It’s this arbitrariness that is both the attraction and irritant of the book. Some of the lists are genuinely thought-provoking and useful, such as the “alternatives to copying out” and ideas for emergency lessons with no equipment.

But there’s also a haphazardness that occasionally intrudes. In the well-intentioned list of “Books you’ll both approve of: popular fiction for young people”, Jostein Gaarder’s name is misspelled, an apostrophe is wrongly placed in Louis Sachar’s There’s a Boy in the Girls’ Bathroom, and the Harry Potter titles are in the wrong order. Also, the teacher quotations at the foot of each page (“What sculpture is to a block of marble, education is to the soul,” Joseph Addison) are a distraction.

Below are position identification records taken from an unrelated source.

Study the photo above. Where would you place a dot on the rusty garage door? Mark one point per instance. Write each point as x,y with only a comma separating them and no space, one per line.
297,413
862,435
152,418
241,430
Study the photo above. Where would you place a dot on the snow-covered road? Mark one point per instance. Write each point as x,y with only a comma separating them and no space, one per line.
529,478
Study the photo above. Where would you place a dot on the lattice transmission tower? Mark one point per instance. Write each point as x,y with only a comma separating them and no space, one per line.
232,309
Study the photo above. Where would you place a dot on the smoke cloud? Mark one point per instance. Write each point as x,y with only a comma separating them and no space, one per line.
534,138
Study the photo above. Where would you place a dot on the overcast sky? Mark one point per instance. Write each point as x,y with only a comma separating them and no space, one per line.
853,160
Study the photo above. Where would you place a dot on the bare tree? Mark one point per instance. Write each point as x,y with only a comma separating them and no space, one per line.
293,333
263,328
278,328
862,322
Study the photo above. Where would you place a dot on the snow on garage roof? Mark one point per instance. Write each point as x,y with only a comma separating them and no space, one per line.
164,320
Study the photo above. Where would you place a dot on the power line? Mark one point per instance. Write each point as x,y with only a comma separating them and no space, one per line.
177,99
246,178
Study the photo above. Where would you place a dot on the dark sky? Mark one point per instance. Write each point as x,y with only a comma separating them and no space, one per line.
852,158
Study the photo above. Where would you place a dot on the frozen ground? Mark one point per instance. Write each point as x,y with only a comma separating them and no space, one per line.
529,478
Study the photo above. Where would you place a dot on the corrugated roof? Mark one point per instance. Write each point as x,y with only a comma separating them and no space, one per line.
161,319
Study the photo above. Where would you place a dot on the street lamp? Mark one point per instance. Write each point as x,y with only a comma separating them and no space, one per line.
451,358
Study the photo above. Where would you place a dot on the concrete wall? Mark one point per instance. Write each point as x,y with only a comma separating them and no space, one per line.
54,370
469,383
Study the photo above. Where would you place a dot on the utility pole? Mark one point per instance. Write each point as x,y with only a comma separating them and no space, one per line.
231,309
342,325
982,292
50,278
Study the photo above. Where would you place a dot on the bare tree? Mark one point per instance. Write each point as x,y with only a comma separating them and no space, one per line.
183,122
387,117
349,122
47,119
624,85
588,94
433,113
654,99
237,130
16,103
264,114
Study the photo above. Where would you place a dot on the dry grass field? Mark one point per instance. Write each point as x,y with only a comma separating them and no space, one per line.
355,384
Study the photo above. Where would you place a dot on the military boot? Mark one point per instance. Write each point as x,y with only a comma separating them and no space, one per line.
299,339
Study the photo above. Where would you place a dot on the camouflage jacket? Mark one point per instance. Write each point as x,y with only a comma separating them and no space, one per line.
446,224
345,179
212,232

None the less, it’s quirky, distinctive and, dare I say it, fun. So I’ll add it to my list of useful books for teachers.

TEACHER-LED DEVELOPMENT Work: guidance and support. By David Frost and Judy Durrant. David Fulton pound;25.

Books that aim to help teachers with research and development work in their schools are a growth area. It’s one of life’s ironies that these guides are never written by teachers themselves, but usually by researchers based in universities. The “teacher-led” in the title of this book has an aspirational ring to it.

The book is heavy on advice on critical reflection and establishing learning networks. No doubt the content is all valuable stuff - it covers developing “key strategies” (ever noticed how everything is “key” these days?), partnerships, mentoring and coaching - but it’s written in a language to which I’m becoming immune: “Real improvement stems from participation in a discourse that is both critical and authentic”, and so on.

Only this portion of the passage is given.